24. Basing on all the above, the appellant fulfilled the essential ingredients to prove malicious prosecution as well as unlawful detention.

25. The appellant pleaded for special damages, general damages and costs of the suit. The law relating to special damages is settled. In Bonham Carter v. Hyde Park Hotel Ltd (1948) 64 TL P 177the guiding principle is that special damages must be specifically pleaded and strictly proved. See also Hassan v Hunt [1964] EA 201

26. The appellant in the plaint pleaded special damages to a tune of Kshs 100,000 being expenses paid to the advocate. The receipts were tendered in court and therefore the special damages were proved. This prayer is accordingly allowed.

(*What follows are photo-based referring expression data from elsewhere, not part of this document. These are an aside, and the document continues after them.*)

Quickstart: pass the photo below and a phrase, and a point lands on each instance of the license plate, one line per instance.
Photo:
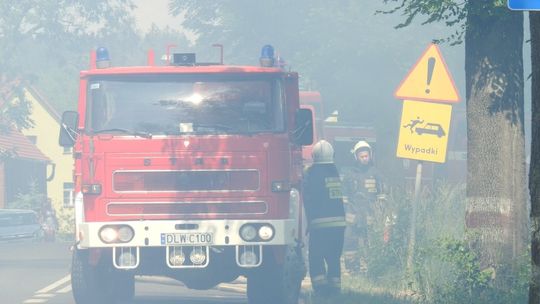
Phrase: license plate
(187, 238)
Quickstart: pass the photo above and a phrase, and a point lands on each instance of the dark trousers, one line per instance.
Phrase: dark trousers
(325, 249)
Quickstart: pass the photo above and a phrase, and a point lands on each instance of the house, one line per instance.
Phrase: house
(44, 135)
(22, 168)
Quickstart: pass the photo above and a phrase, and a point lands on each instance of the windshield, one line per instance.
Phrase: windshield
(163, 104)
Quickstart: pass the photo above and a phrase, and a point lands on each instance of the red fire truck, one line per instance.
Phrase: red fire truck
(187, 170)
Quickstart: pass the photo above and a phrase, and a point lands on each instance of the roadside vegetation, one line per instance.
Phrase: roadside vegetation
(446, 269)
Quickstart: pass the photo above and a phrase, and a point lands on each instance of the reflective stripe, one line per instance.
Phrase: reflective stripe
(318, 280)
(335, 282)
(328, 220)
(325, 222)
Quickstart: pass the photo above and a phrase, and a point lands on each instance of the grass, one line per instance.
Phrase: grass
(358, 290)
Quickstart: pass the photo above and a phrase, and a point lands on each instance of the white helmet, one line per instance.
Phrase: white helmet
(362, 144)
(323, 152)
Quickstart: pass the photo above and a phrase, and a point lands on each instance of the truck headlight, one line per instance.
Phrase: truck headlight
(108, 234)
(116, 234)
(125, 234)
(266, 233)
(248, 233)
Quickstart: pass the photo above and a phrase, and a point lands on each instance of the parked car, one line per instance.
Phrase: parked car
(18, 224)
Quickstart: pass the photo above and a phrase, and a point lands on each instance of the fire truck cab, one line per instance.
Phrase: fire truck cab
(187, 170)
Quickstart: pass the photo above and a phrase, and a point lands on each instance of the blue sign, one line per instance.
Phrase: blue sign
(524, 5)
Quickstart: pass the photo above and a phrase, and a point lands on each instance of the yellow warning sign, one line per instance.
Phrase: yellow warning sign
(424, 130)
(429, 80)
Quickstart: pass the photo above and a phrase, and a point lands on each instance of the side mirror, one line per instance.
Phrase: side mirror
(68, 129)
(303, 130)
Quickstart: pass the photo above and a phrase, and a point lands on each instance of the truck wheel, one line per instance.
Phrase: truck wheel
(100, 283)
(275, 283)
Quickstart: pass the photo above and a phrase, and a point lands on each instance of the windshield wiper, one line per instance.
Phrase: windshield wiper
(215, 127)
(126, 131)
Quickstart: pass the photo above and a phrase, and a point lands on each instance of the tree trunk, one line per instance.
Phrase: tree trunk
(534, 172)
(496, 201)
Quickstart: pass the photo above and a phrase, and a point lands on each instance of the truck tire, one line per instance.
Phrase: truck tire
(99, 283)
(274, 283)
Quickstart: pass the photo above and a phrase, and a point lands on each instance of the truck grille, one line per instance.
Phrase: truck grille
(183, 181)
(186, 208)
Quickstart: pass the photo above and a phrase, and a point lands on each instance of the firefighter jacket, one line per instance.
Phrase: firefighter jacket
(362, 183)
(323, 198)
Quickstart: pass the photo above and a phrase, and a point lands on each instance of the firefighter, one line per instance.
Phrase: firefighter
(363, 188)
(323, 205)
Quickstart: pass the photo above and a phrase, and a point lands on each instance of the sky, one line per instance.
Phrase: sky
(154, 11)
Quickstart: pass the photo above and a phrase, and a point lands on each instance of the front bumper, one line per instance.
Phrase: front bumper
(149, 233)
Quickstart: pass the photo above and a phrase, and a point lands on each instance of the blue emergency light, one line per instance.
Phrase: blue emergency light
(267, 56)
(524, 5)
(102, 58)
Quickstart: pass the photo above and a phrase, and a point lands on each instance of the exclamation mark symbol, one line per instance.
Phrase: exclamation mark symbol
(431, 66)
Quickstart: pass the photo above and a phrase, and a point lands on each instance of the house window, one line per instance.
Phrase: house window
(32, 139)
(69, 195)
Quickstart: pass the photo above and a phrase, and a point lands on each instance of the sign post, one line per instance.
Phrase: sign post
(427, 92)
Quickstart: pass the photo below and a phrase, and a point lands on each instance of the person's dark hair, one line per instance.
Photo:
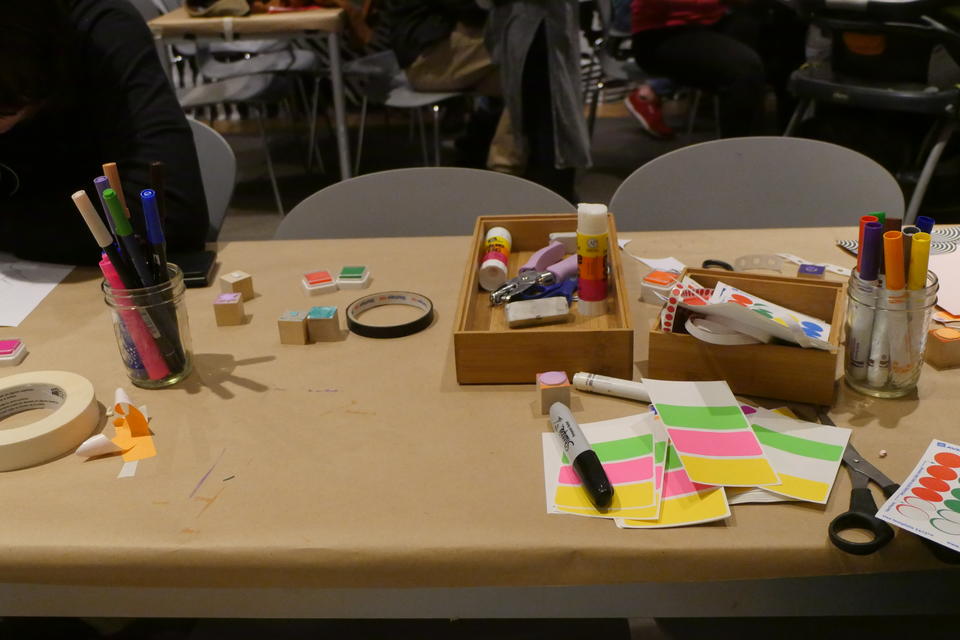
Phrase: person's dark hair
(34, 53)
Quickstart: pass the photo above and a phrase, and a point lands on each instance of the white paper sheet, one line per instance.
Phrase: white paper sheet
(23, 285)
(947, 268)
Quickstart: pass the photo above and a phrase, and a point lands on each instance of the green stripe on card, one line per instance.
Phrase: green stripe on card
(715, 418)
(624, 449)
(673, 460)
(798, 446)
(660, 452)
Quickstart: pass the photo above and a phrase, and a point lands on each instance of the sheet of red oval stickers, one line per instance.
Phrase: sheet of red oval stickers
(928, 501)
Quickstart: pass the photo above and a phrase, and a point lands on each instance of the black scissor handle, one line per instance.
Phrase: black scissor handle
(860, 517)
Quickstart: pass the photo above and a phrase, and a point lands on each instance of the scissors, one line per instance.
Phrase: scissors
(862, 514)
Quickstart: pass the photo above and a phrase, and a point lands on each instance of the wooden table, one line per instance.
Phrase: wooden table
(177, 25)
(358, 479)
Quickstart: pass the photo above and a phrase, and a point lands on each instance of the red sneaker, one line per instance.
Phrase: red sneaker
(649, 114)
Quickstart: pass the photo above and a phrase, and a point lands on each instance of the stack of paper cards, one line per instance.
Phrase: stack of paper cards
(674, 465)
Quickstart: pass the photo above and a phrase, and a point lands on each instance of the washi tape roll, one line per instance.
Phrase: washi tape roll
(74, 416)
(716, 333)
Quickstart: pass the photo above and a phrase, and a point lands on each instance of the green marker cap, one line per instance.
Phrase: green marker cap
(120, 222)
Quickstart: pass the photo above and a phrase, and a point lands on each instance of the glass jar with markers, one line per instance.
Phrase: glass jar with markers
(888, 311)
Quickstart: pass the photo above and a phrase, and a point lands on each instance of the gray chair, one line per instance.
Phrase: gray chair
(381, 80)
(218, 170)
(755, 182)
(422, 201)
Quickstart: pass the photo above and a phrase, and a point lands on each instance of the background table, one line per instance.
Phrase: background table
(357, 478)
(177, 25)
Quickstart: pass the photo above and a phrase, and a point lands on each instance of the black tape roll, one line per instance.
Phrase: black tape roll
(408, 298)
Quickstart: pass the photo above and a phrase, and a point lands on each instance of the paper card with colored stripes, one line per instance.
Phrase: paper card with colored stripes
(683, 502)
(625, 448)
(928, 501)
(711, 434)
(660, 444)
(806, 455)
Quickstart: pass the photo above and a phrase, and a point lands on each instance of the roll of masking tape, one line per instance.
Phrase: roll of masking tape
(74, 414)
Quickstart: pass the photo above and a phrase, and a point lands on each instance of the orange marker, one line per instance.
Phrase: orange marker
(113, 175)
(893, 260)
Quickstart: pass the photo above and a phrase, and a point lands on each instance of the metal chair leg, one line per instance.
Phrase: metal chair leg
(436, 134)
(927, 173)
(423, 137)
(266, 150)
(694, 108)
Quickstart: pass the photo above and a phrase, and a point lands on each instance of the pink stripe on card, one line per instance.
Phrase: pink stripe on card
(715, 443)
(636, 470)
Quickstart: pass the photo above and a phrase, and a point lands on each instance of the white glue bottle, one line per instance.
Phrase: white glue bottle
(592, 248)
(496, 257)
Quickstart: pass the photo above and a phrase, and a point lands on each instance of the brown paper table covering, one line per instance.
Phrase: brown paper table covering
(363, 463)
(178, 23)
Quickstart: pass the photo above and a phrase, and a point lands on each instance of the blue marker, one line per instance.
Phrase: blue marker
(158, 247)
(925, 223)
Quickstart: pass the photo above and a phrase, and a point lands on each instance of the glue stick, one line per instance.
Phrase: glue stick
(592, 241)
(496, 254)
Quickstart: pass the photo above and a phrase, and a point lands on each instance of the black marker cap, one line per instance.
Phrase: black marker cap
(588, 467)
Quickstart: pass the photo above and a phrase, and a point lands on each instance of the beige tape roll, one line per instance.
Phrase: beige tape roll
(75, 414)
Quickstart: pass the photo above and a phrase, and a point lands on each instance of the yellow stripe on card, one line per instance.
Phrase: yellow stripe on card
(702, 506)
(801, 488)
(736, 472)
(625, 497)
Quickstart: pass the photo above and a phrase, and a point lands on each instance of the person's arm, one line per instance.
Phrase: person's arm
(140, 120)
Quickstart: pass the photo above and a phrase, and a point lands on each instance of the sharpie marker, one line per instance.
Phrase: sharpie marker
(125, 234)
(158, 246)
(610, 386)
(585, 462)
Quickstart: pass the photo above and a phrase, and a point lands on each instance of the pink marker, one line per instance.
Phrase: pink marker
(150, 355)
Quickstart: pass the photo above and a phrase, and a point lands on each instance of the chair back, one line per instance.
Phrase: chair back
(421, 201)
(218, 169)
(756, 182)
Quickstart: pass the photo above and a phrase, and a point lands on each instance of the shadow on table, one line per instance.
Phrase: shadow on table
(217, 372)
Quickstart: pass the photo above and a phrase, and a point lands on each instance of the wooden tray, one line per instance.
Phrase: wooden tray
(487, 351)
(768, 370)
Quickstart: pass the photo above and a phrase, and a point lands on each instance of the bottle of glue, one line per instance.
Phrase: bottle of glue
(592, 248)
(496, 255)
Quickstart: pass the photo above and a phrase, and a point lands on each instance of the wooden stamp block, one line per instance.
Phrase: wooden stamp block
(228, 309)
(237, 282)
(943, 348)
(812, 271)
(554, 387)
(293, 327)
(323, 324)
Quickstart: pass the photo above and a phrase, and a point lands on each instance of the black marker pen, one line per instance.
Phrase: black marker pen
(584, 459)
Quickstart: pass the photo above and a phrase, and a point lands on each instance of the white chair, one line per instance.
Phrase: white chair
(218, 170)
(422, 201)
(755, 182)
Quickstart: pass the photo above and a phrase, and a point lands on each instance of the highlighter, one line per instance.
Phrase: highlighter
(584, 460)
(919, 260)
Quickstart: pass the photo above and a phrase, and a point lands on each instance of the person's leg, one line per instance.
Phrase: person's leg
(538, 122)
(706, 59)
(458, 63)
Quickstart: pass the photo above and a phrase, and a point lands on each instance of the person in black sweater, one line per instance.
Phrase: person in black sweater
(81, 85)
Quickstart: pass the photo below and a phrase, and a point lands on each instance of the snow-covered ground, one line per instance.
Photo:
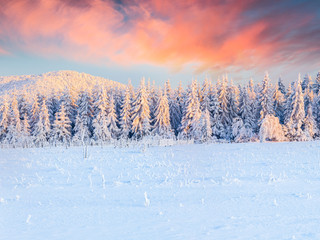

27. With regard to general damages, it is trite law that general damages are awarded at the discretion of court. Damages are awarded to compensate the aggrieved, fairly for the inconveniences caused as a result of the actions of the Respondent. Clearly the appellant was inconvenienced by the malicious prosecution by the respondent. The appellant was placed in custody for about three days and he suffered a lot of anguish in addition to a damaged reputation. He had to be attended at Kenyatta hospital after his release. Hence I will allow the prayer for general damages. In Joseph Wamoto Karani v C. Dorman Limited & another [2018] eKLR Kshs2,000,000/- was awarded as a global sum for malicious prosecution.  I find an award of Kshs 2,000,000/ as general damages would be adequate compensation for the appellant.

28. Before penning off I need to deal with the respondent’s claim that the absence of a decree should lead to the striking out of the appeal.  The 1st respondent in his appeal has challenged the record of appeal being unprocedurally filed as there was no decree. In applying the purposive approach, in line with the overriding principles of justice and considering Section 3A of the Civil Procedure Act this court is aware of the decision of the trial court and the said decision did not involve a monetary claim hence the decree would make no difference in the appeal. The suit had been dismissed and there would have been no purpose to extract one for execution yet a negative order had been made. Iam not persuaded by the 1st Respondent that the appeal be dismissed on that ground and hence the objection is rejected.

29. In the result I find merit in the appeal. The same is allowed. The judgement of the trial court dismissing the appellant’s case is  hereby set aside and substituted with an order that judgement be and is hereby entered for the appellant against the Respondents jointly and severally as follows:

a) General damages of Kshs 2,000,000/.

b) Special damages of Kshs 100,000/.

c) Costs of the suit plus interest.

The appellant is awarded costs of the appeal.

It is so ordered.

Dated and delivered at Machakos this 5th day of February 2020.